MARINOS (Μαρῖνος)
Pittore del VI sec. d. C., oriundo di Apamea.
Secondo l'autore della cosiddetta Storia Ecclesiastica di Zaccaria Retore di Mitilene (viii, 1), M. sarebbe stato noto come uomo saggio, consigliere dell'imperatore Anastasio e continuamente occupato a registrare i molti buoni consigli che gli venivano in mente per non dimenticarli (un servo trascriveva immediatamente su cartigli i pensieri di M., accanto al letto questi teneva l'occorrente per scrivere per poter fissare pensieri saggi che gli insorgevano nella notte). La sua funzione ufficiale era di χαρτουλάριος, archivista.
Quando ad Anastasio successe il curopalate Giustino I, uomo di oscura e povera origine, M. si trovò in serio pericolo (κίνδυνος). Egli aveva infatti ritratto Giustino in un luogo pubblico (δημόσιον), raffigurando tutti gli episodi della sua carriera, sin da quando da Castra Beridiana nell'Illirico - dove era un guardiano di porci era giunto a Costantinopoli, e quindi passo passo tutta la strada percorsa sino a diventare imperatore. Messo sotto accusa, si difese da quell'uomo saggio che era, parafrasando i Salmi e la Prima Lettera di S. Paolo ai Corinzi, dicendo che le sue pitture volevano servire all'istruzione dello spettatore e al discernimento dell'osservatore, che avrebbe così visto come Dio avesse la potenza di sollevare dalle più umili origini sino ai più alti fastigi. La risposta, che pare soddisfacesse Giustino, è così uno dei primi documenti dell'interpretazione didascalica e moraleggiante della pittura, espresso direttamente dall'artista e non rivolto a raffigurazioni religiose, ma riferito a rappresentazioni profane. Tra gli editori dello Pseudo-Zaccaria, Hamilton e Brooks pensarono, senza ragione, che il δημόσιον in cui si trovavano le pitture di M. fosse un edificio termale; ma il Vasiliev metteva giustamente in rilievo la qualifica ufficiale di archivista di M. e riteneva che il δημόσιον dovesse essere un edificio pubblico, statale, cui M. aveva accesso d'ufficio.

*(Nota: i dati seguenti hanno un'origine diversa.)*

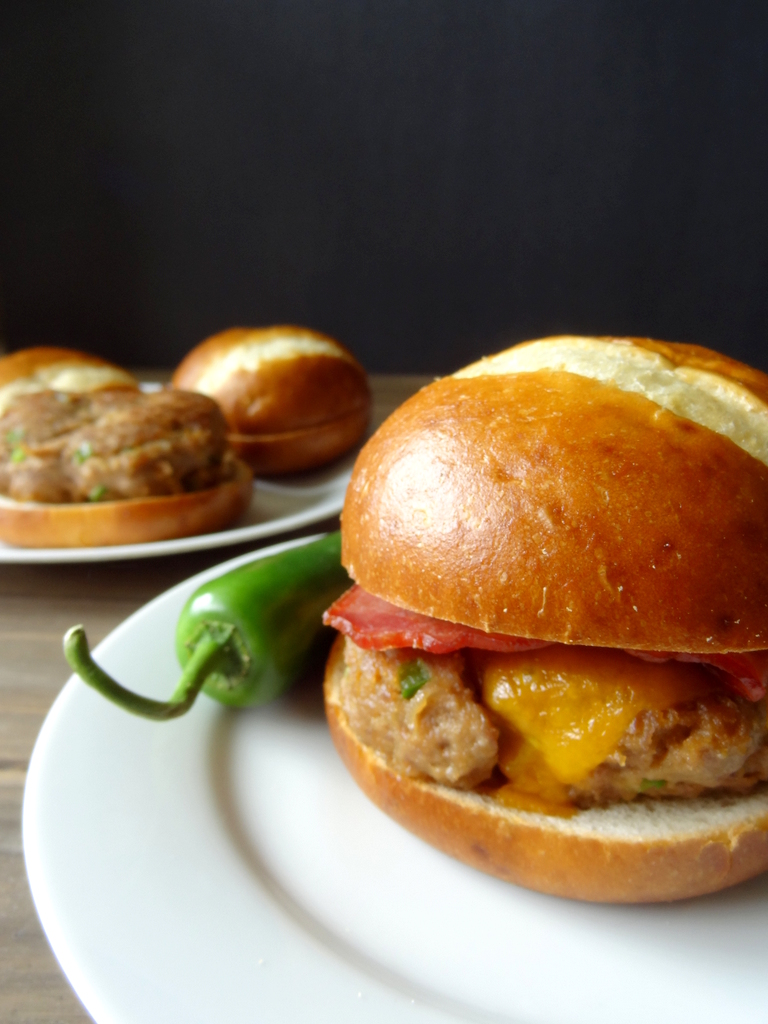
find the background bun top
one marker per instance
(278, 379)
(45, 368)
(541, 500)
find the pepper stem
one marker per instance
(193, 679)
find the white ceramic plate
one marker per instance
(276, 506)
(223, 867)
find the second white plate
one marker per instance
(224, 867)
(276, 507)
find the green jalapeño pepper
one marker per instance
(244, 638)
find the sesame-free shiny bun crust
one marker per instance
(628, 853)
(293, 398)
(547, 504)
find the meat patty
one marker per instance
(57, 446)
(717, 742)
(440, 732)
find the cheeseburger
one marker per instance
(553, 664)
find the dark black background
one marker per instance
(425, 180)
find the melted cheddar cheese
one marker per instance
(563, 711)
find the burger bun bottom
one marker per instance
(132, 520)
(643, 852)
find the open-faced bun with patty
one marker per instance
(555, 659)
(49, 368)
(115, 466)
(293, 398)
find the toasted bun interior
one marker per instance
(58, 370)
(638, 852)
(545, 502)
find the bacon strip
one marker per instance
(745, 674)
(377, 625)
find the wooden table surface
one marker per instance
(37, 605)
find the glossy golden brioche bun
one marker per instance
(132, 520)
(59, 369)
(293, 398)
(639, 852)
(549, 504)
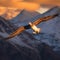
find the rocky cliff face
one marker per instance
(28, 46)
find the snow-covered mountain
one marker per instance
(50, 32)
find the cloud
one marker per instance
(29, 5)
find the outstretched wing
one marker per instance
(21, 29)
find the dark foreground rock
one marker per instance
(9, 52)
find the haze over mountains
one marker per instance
(50, 34)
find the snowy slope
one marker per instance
(50, 30)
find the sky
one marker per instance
(40, 6)
(30, 5)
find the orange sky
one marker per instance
(30, 5)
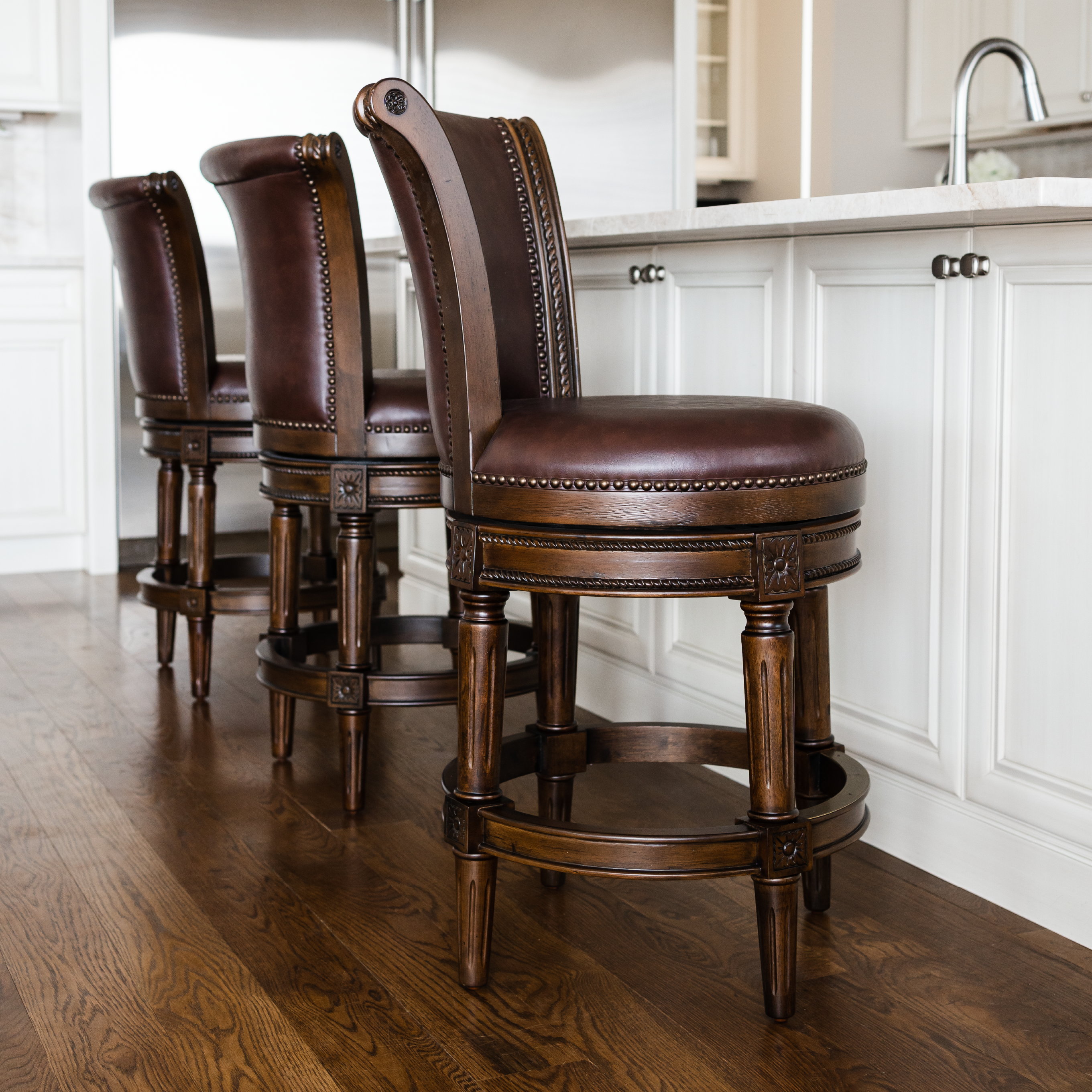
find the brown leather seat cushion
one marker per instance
(669, 439)
(399, 403)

La posizione di M. nei riguardi di Anastasio avrebbe ben giustificato l'ostilità di Giustino.
Si può ancora osservare che dal testo non risulta che le pitture fossero eseguite per ordine del neo-imperatore, anzi traspaiono l'iniziativa personale di M. e la successiva scoperta di Giustino: né vi è ragione di ritenere che fossero pitture celebrative - anzi! -, né che dovessero avere grandi dimensioni.
Ricordando la specifica attività di archivista di M., la sua ansia di tutto trascrivere e tutto annotare, non sembra improbabile che egli avesse acutamente registrato i passi di questo personaggio promettente, e che avesse eventualmente accompagnato le sue note di illustrazioni degli episodi più salienti.
Anziché a un grande ciclo pittorico si avvicinerebbe più volentieri la sua opera ai rari monumenti superstiti sul tipo della Chronaca Universalis Alexandrina (Mosca, Museo Puškin), del V sec., a un frammento di cronaca del museo di Berlino (IV-V sec.), agli Annali Ravennati (V sec.). Non sembra che il nostro M. si debba identificare con l'omonimo, anch'egli siriaco, prefetto del pretorio per l'Oriente nel 519.
Bibl.: F. J. Hamilton-E. W. Brooks, The Syriac Chronicle Known as that of Zachariah of Mytilene, Londra 1899, pp. 177-178; K. Ahrens-G. Krüger, Die sogennante Kirchengeschichte des Zacharias Rhetor, Londra 1899, p. 140; A. A. Vasiliev, Justin the First, Cambridge, Mass. 1950, pp. 89-90.